The Middle Way for me is blogging. On the other side is politics and on the other side is rest, which would surely drive me even more loony than I feel already, and that would not be good as I already appear below talking into a banana. It is never a good time for volitional action. Take this blog for example. Every time I open my mouth to speak, I regret having said anything, so you can imagine how humiliated I feel writing things down and furthermore posting them publicly. I don’t even edit the posts, and I am often not in a balanced mood when I write them. That’s not too surprising. How often are you in a balanced mood?
I have received complaints about the blog recently, so I wish to apologize if I have offended you, the Reader, in any way. Any tiny trespass, the littlest bit, would give me great cause for remorse. I also seek mercy from my own body for the stress I go through trying to ponder issues I know many people think about but don’t often write about or even talk about, in the midst of my many responsibilities. Consider this an improvisation of science fiction, a glimpse into the mind of a confused human being who has nothing to lose, as long as I don’t lose my job, of course!
I do fear being fired, but a therapist being crazy is not uncommon, believe me, even a therapist questioning their very profession. Would it be good for bankers to question the integrity of their field, or pharmacists, or IMF agents or grocers? Careers which need less questioning are the crafts. They are governed by ultimate truth, the material world, while the service industry and psychological vocations are contrived by humans. I believe many people would like to live much more in alignment with their teachers and elders. It is not fear of being fired, nor fear of going to jail that stops people. It is speed. Not greed. Just the speed of life.
The elders, those alive and those already passed, and of course to be reborn, are the ones whose volition humans could benefit from contemplating at this collective transit between Venus and Saturn going direct. It is up to each of us to envision the future, though I struggle to do so. That is why I am still trying to blend in with the scenery. Out of my need to learn, I wear many hats, though I would prefer to be able to wear whatever whenever wherever. This is a time like any time, and the ancestors know to guide us to the right place at the right time.
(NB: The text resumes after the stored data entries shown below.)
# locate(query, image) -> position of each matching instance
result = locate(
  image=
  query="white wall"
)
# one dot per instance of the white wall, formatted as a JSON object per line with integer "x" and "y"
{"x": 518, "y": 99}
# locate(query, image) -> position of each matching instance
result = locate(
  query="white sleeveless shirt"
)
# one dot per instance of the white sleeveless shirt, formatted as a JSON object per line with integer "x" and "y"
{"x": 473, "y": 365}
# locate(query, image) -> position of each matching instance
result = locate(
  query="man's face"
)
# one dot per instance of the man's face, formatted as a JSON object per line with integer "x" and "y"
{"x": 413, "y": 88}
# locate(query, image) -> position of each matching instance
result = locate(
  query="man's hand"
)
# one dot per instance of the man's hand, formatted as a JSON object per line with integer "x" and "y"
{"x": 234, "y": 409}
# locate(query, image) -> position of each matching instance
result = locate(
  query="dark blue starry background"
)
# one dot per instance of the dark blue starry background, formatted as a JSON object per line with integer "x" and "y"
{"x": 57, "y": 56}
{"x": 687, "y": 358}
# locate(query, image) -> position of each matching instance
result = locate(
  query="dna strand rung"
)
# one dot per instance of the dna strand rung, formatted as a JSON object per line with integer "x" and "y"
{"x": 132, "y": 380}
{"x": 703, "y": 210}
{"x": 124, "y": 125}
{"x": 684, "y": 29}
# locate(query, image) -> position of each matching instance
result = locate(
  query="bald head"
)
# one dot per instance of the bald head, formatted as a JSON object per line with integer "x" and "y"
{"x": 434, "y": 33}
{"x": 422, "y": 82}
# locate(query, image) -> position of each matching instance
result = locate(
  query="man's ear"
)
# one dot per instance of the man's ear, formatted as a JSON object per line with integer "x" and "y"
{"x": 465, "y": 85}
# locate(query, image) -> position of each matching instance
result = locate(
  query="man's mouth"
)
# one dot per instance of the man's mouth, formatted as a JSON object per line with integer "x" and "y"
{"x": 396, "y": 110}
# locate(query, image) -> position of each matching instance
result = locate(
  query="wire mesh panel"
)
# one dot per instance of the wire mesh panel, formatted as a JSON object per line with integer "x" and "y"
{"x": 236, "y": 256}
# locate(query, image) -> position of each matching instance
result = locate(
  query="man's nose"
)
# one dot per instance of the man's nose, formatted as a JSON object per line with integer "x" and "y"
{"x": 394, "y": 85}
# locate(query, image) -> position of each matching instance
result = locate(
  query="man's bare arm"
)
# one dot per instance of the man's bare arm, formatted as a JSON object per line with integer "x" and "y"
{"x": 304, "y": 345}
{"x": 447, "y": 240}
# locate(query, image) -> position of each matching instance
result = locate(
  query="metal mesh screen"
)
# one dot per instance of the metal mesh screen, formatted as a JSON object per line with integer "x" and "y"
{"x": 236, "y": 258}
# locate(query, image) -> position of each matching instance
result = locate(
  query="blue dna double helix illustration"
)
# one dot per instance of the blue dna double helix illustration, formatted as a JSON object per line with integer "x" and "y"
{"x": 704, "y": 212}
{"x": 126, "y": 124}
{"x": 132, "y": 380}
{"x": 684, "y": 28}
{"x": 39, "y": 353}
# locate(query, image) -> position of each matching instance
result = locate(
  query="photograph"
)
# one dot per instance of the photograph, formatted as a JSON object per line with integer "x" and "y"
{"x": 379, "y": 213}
Swinging low is a chariot of angels, an agenda to blast people through electronic frequency to heal their bodies to enact climate change, but the only way climate really responds is according to the divine laws of causality. That is, love, personal love, for the earth, for mystery, for individual quest. This cannot be willed by other people, for every man if for himself. So, I am hypocritical showing up here in the online forum. Am I being made into a rapist, by my interest in what is happening to my fellow man? Simply by owning electronic devices, I am being effected, but my sorrow turning a blind eye beckons me into the chaos. I must have sins from the past yet to redeem. Yes, the desire for power, the craving for immortality, the hubris of thinking I have mastery over anything physical. These are sins, which, when they give rise to voluntary action, case a disconnect from ever-present rich, moist, decaying, dusty, burgeoning glory. I do not wish to weep before the Lord for any voluntary sin. I used to believe that justice made a difference, but it is all in the cards, which none of us serve.
God is able to accept, process and pass whither and about everything, because that is the way it should be, but nature must not be tarnished in any way except by his hands alone, while we, diverse forgettings of their pact, can seek to be her hands, which devotedly give thanks for heaven’s protection.